Zulu was a martial arts expert and quick. He kicked Ty in the stomach before Ty had a chance to react.
Ty doubled over and fought for breath, trying not to get sick.
Zulu stuck the gun back against his temple. “Protecting the girl. Very noble. Or very stupid.” He turned and hissed to the other guy, “Search the tent.”
* * *
A Chinese thug marched Ty out of the tent. Treflee gasped into the hand covering her mouth, feeling a thick slice of guilt. Ty’s lip ran slick with blood that looked horror-flick black in the dark. He clutched his stomach and shot her a quick look of disgust and anger laced with betrayal. A welt rose on his cheek and around her heart.
Though she’d heard his stories of being beaten and escaping the bad, real-life members of evil, she’d never seen him bloodied in person before. The sight scared and sickened her. She’d brought this on him by being stupid. So stupid.

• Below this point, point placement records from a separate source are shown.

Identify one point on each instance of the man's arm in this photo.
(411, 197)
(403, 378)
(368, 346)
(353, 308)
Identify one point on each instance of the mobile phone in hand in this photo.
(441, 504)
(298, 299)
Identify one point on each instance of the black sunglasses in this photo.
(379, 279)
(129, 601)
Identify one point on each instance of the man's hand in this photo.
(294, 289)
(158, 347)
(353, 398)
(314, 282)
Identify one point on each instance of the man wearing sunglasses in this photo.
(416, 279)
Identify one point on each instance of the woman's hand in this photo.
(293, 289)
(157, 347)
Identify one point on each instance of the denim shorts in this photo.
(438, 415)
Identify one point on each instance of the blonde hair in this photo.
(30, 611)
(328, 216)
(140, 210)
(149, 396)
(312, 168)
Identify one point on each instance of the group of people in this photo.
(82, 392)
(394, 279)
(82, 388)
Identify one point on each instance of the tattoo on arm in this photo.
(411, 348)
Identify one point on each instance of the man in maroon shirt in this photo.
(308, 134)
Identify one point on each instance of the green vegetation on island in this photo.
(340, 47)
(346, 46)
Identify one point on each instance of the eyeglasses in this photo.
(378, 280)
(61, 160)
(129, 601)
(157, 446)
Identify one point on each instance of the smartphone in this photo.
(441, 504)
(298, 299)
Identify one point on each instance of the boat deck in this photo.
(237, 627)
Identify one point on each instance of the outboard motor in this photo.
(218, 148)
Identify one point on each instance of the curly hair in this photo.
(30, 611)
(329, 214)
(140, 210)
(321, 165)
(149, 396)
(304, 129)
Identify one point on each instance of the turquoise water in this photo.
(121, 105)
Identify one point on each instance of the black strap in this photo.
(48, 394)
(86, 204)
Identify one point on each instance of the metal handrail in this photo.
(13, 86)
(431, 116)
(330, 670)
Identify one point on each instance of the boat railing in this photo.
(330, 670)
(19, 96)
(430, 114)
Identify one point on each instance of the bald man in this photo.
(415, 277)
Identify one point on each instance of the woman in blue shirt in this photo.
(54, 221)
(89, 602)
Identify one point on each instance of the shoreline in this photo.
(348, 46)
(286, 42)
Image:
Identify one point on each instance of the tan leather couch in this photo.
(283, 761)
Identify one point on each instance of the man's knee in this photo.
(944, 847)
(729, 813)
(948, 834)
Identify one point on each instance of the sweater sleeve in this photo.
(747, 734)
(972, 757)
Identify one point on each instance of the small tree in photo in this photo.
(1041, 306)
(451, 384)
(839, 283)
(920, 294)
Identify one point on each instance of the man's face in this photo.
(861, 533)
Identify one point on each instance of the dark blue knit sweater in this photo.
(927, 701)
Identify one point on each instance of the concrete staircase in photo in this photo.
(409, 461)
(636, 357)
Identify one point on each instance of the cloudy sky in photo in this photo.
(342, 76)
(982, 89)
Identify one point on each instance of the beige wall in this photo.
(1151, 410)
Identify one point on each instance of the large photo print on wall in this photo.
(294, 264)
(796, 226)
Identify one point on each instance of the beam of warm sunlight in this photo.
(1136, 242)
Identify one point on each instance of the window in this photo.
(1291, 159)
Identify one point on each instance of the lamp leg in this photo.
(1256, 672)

She pleaded silently with him for understanding.
He was man enough to shoot back a look that told her to buck up and play spy tough. Never surrender.
There has to be a way to get out of this mess. There has to be!
She’d violated stupid-expendable-horror-movie-victim rule number one—never go outside alone. Especially in the dead of night, unarmed. Especially if there are crazed killers who attacked you earlier in the day. She didn’t dare make a whimper or others would die.
The two Chinese thugs dragged them silently down a path towa
rd the ocean away from camp and finally into a damp, dark cave at water’s edge. They shoved them in and dumped them on the black sand beach, shining flashlights in their eyes to keep them disoriented. In another situation and mood, this hidden cove and silky black sand would have been a second fantasy in the making.
Outside, the waves lapped and crashed, making a calming white noise that could lull a baby to sleep. In the dampness of this perfect killing cave, it muffled all voices and obliterated any calls for help to the outside world.
Treflee had been studying Ty, trying to imitate his bravado and discover if he had a weapon on him. Maybe a switchblade in his shoe, or a phone programmed to call Spy-1-1 when he stamped three times. Was it too much to hope he had a plan? He always had a plan. At any second NCS agents could arrive with rocket guns blazing. Wouldn’t they?
“You have something we want. Give it to us and we’ll let you go,” the one called Zulu said.
Let us go? Right. She’d seen enough spy flicks to know the bad guy never kept his promise. Half a second after she gave him whatever it was he wanted, they were fish bait and he pressed a button that destroyed the world. She’d never give up her new hair accessory.
“I don’t know what you’re talking about.” She held out her empty hands, trying not to tremble. “I have nothing on me.”
“Don’t play games with me, spy.”
Without thinking, Treflee turned to Ty. He wore his glazed surfer-dude look and shrugged as if dumb on the subject. It took her a second to realize Zulu was speaking to her. What an idiot she was! She’d almost just given Ty away. She was not only a bad wife, but a bad American, too.
“Spy?” Recovering quickly, she knitted her brow and did her best to look mystified, and even a little “woohoo, this guy’s a nutcase.”
“You’ve been watching way too many episodes of Chuck, dude. Spies are not around every corner trying to steal the intercept. Do I look like I’m wearing a trench coat to you?”
Zulu laughed. “Spy girls wear bikinis in the movies all the time.”